Monday, March 19, 2012

America Vacation Spot : Judson Valley and the Catskills

Let’s move up the Hudson Valley now. The Hudson River has been compared with the Rhine in its scenic splendor, but it is dramatically American is in its historical associations. Shortly after seeing the splendid Palisades, and viewing the river from Palisades Interstate Park, the visitor comes to Bear Mountain, where there's a friendly inn with an enormous stone fireplace, and pleasant Adirondack-type stone lodges, all in a very attractive state park a little more than an hour's drive north of the city. About fifteen minutes further along is the U.S. Military Academy at West Point.

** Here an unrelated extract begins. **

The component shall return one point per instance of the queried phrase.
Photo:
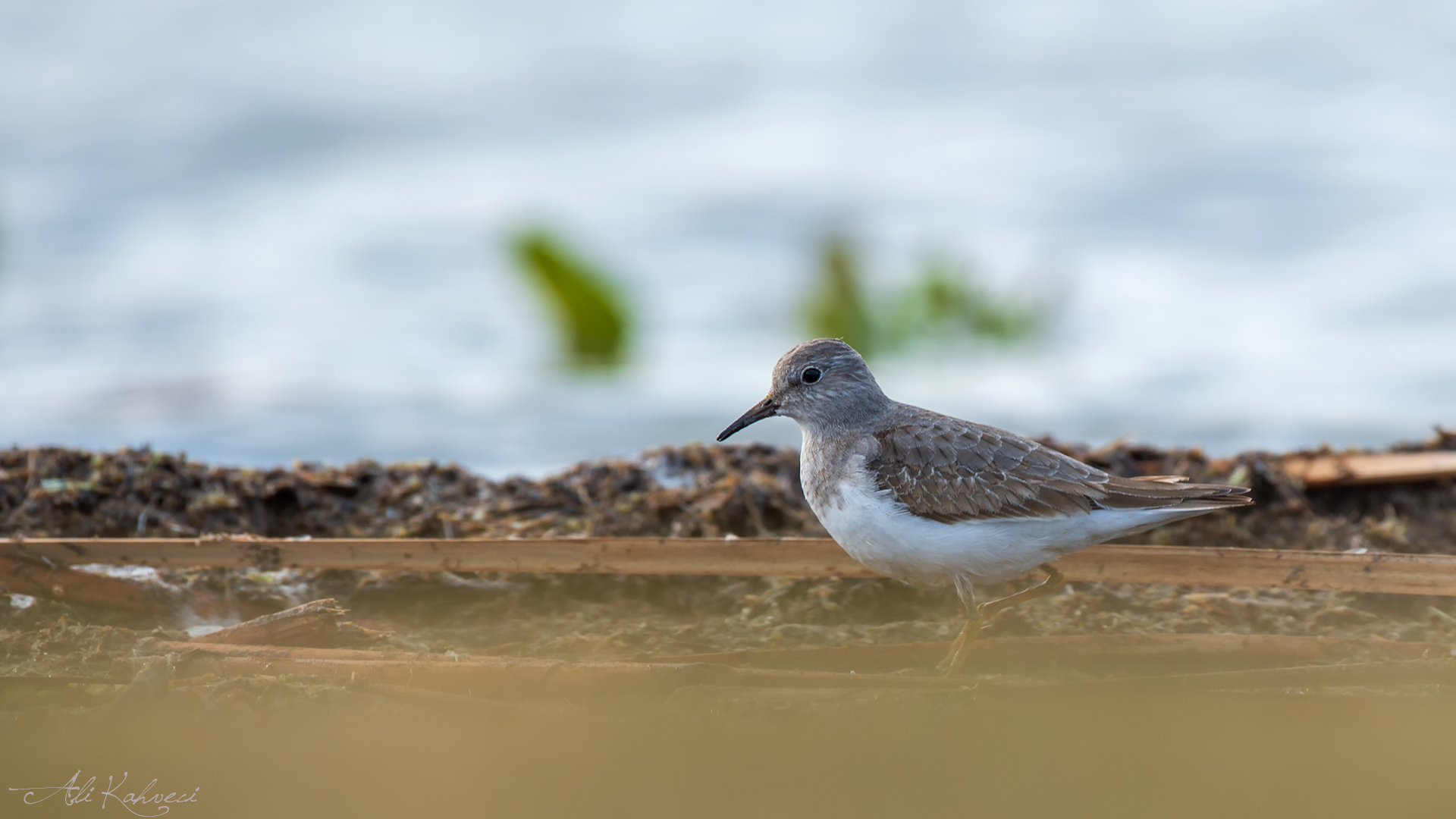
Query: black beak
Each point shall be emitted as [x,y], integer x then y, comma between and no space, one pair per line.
[764,409]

If you head west from Bear Mountain, you'll soon be in the Catskill Mountains, site of a huge state park, but far more famous as a truly unique vacation area, perhaps the greatest concentration of small and large resort hotels and inns in the world. The Catskills, easily accessible from New York City, got their start as a resort center with inexpensive boarding houses. The most celebrated was Grossinger's, which has grown to a huge, 690-room resort rambling over 1,200 mountain acres with its own post office (Grossinger, N. Y.) and a landing field for small planes. Its greatest rival is the even larger (1000-room) Concord, at Monticello, but there are many other large hotels in the area offering facilities for practically every sport imaginable and a nighttime entertainment program that rivals those of New York and Las Vegas. Many of the top stars of the theater, nightclubs and television started their careers in the Catskills and still are booked into Catskill hotels throughout the year. Although the area started off as a summer resort, the leading Catskill hotels are now as busy during the winter. The terrain is good for skiing, and when the weather fails, snow machines don't.

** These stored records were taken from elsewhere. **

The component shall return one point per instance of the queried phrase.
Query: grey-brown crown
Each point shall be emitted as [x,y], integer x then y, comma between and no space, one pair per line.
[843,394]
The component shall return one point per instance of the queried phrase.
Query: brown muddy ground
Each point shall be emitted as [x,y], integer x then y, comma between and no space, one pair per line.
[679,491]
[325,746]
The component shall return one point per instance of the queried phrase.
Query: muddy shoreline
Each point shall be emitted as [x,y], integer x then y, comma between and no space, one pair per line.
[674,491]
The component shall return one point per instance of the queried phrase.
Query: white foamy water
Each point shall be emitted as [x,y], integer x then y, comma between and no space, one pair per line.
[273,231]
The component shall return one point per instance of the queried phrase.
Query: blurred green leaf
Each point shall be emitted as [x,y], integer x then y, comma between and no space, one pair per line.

If you follow the Hudson Valley north of West Point and cross the river, you'll find the Franklin D. Roosevelt home and grave, a National Historical Site, at Hyde Park. North of Albany is Saratoga Springs, one of the most elegant resorts of the nineteenth century, and still a very pleasant and interesting place to visit. There's the famous race track and a trotting course, a racing museum, a state historical park on the site of the Revolutionary War battle of Saratoga, a mineral spa, and a fine old hotel, the Gideon Putnam.